As stated, the contract requires a three-day right of rescission. When a contractor does work within the rescission period, and the customer rescinds in an appropriate manner, the contractor cannot recover for any work it performed. Additionally, the homeowner has the right to demand that the contractor put the house back into the shape it was before the work had commenced.
If the work is performed, but the contract was invalid because it did not contain one of the requirements listed above, the contractor may neither bring a successful suit for damages, nor foreclose a mechanic’s lien on the property. Any mechanic’s lien filed would be dischargeable by order of the court.
Moreover, if the contract fails to comply with the Act, the contractor cannot recover for any unjust enrichment that is a windfall to the homeowner.
Note, however, that there are a few exceptions. If the homeowner, as part of a scheme to obtain free work from the contractor, attempts to repudiate the contract because of the contract’s noncompliance with the HIA, the homeowner may still be on the hook. That is because if the homeowner acted in bad faith, he should not be allowed to benefit by his own wrongdoing. Some examples of this would be encouraging the contractor to immediately commence working in the rescission period, or inducing the contractor into noncompliance by some trick or deception. The bad faith exception is a matter of factual proof at a trial.

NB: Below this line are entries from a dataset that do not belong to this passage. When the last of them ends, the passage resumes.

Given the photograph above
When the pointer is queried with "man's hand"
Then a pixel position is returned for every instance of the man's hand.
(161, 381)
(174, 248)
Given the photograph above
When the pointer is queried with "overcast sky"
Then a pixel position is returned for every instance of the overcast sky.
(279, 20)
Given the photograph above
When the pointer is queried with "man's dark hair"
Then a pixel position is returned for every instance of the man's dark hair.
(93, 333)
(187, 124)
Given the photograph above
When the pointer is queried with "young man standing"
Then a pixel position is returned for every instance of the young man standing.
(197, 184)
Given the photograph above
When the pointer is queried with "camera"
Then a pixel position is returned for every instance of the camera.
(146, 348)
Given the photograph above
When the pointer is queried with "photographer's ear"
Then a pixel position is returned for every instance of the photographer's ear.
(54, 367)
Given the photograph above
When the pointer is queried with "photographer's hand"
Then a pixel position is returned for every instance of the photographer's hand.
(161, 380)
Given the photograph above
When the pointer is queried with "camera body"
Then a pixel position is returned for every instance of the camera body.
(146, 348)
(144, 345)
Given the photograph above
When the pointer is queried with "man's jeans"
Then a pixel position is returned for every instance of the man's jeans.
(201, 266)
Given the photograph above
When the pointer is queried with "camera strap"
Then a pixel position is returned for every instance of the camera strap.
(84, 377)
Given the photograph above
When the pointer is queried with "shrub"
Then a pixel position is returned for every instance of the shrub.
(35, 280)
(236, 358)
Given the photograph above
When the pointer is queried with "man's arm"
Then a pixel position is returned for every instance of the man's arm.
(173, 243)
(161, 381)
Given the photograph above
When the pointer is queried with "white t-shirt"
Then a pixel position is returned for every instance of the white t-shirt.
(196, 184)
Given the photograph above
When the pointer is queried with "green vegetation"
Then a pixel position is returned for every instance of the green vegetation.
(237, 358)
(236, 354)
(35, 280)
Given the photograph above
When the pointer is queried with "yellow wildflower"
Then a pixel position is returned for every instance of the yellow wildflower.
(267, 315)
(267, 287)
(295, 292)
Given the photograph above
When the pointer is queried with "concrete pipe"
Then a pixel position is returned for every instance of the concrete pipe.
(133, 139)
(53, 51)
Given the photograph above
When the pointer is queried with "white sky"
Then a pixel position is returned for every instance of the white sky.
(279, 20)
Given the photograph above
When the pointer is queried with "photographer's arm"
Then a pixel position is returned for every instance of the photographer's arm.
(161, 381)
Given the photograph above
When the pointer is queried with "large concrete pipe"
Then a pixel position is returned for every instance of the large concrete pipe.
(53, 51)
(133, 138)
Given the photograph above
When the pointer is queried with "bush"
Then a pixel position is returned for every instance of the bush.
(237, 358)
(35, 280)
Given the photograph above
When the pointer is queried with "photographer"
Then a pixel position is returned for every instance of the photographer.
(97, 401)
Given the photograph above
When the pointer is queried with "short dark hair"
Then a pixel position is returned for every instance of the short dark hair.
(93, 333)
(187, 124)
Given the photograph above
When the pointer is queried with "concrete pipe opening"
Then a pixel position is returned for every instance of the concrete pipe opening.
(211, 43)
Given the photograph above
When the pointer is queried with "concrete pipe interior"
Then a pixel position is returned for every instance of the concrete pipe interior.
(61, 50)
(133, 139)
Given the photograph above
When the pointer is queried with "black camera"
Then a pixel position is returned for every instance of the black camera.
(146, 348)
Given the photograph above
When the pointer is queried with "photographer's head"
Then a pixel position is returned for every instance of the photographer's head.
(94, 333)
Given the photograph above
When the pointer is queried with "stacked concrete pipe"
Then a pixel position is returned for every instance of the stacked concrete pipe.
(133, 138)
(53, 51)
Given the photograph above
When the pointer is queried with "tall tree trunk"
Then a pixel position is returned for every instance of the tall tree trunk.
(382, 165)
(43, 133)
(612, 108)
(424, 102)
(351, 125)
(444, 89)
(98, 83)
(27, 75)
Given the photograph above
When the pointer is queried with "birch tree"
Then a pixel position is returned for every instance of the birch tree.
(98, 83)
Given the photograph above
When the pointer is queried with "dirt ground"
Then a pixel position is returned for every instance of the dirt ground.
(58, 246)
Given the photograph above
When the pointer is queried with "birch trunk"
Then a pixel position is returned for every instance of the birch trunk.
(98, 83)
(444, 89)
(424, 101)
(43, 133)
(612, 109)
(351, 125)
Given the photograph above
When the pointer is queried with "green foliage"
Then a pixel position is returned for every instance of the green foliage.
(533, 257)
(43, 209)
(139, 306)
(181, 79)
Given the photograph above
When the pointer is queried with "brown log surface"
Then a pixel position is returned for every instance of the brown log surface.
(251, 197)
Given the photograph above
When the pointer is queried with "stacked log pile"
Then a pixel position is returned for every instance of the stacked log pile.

Next, if a contractor enters into an invalid contract with the homeowner, but he has a subcontractor who is unpaid, it is possible, under a line of cases, for the subcontractor to successfully place a mechanic’s lien on the property in order to secure payment of his fee.
Finally, it is quite possible to waive compliance with the HIA. This happens frequently. Many homeowners hire people to work on their homes without a written agreement at all. Very often these people are not be licensed contractors at all. Nevertheless, they do fair work for a fair price and the homeowner chooses to pay for it. If the homeowner, knowing of his rights under the HIA chooses to enter into such an agreement, and pays for the work, he will probably not be able to sue the contractor back for the money after the end of the contract, despite the contractor’s noncompliance with the HIA.
Even though an unlicensed contractor might do acceptable work, it is always better to do business with a licensed contractor. This is chiefly for a few reasons: (1) there a likelihood that he will perform at a higher level, (2) there is oversight by the Department of Consumer Protection, through which he is licensed, (3) there is a greater likelihood that he will carry the proper insurances, and (4) if a consumer suffers loss or damage because of the contractors work or failure to work, he is able to look to the Home Improvement Guaranty Fund.
All licensed Home Improvement contractors must contribute to the Home Improvement Guaranty Fund annually. If a homeowner sustains such damage while dealing with a licensed contractor, and obtains a judgment of at least $8,000, which is uncollectible, the fund provides restitution up to $15,000 for the aggrieved consumer. While this might not make some consumers whole, it is substantial restitution for many, and a big reason to work only with licensed contractors.